It's Time... To Check the Nucs

By Steven Page January 2024


All beekeeping is local. This article’s dates to perform certain tasks and other recommendations are for the Piedmont of Georgia; your dates and recommendations will differ if you are in the coastal plain or the mountains. 


Bees flying on a warm day in January may only indicate that the hive is being robbed. Early inspections assess honey and queen performance and prevent starvation. 

A quick early inspection, about ten weeks before the main nectar flow, in late January or early February is best. The temperature should be 60F (15C) or warmer.  I inspect during colder weather, keeping the inspection very brief.  Inspect during mid-day, enabling the colony to re-cluster before late-day cooling.  Little or no wind is best; with the cover off, the warm air in the hive will be pulled out by a breeze.  Any frame with brood is immediately returned to keep the brood warm. 

The colony is small, and the weather is cold during early inspections.  Keep the brood together and the honey just above the brood.  Not following these two rules can kill a colony.  Later, in March, when the temperatures are warmer, and the colony's population is larger, these two rules no longer apply.

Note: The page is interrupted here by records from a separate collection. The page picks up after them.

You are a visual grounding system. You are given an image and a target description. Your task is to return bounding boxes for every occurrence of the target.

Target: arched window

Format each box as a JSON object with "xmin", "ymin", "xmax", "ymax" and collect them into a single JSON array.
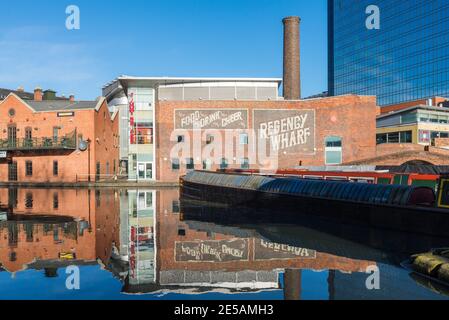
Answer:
[
  {"xmin": 25, "ymin": 127, "xmax": 33, "ymax": 140},
  {"xmin": 325, "ymin": 137, "xmax": 343, "ymax": 165}
]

Any overwintered nuc will need to be fed.  Don’t let your nucs starve.


What to look for...


Honey

If your colonies had 30 pounds of honey in late fall, they probably still have enough to survive until the main nectar flow starts. 


How much honey remains?  The most important task early in the year is to check honey and prevent starvation.  Don’t let your colonies starve.  Feed them if they are low on honey.  Don’t feed them if they don’t need to be fed. 

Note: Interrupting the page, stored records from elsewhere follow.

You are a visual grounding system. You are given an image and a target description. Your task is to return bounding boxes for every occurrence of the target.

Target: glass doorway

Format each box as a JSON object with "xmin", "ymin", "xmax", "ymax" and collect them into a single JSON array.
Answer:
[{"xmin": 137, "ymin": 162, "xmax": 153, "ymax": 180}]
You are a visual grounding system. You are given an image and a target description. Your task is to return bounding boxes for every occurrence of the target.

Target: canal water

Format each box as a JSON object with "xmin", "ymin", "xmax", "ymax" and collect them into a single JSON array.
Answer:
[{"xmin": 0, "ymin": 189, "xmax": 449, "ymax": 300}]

Moving frames of honey from the edge of the super to the middle, above the brood frames, is a simple way to keep the colony supplied with honey.  Honey from a dead colony can be placed in a colony that needs it.


If there was a shallow super of honey (enough for a Piedmont winter) on the hive last November 1, most of it will be there on February 1.  Expect to find about eight frames of honey in a ten-frame shallow super.  If there are less than six shallow frames of honey, it’s time to feed about one gallon of syrup in a hive top feeder.  As the weeks pass and the weather warms, more forage is available, reducing the honey required to survive until the main nectar flow starts.


Brood

Finding any brood confirms there is a queen; stop the inspection. 

The queen will lay in batches initially.  

Chilling the brood will kill it.  

No brood may indicate the queen has not started laying yet or she has died.  A dead queen can't be replaced until later. One way to resolve a dead queen is to combine with an overwintered nuc. 

Use the honey and drawn comb recovered from dead colonies as needed.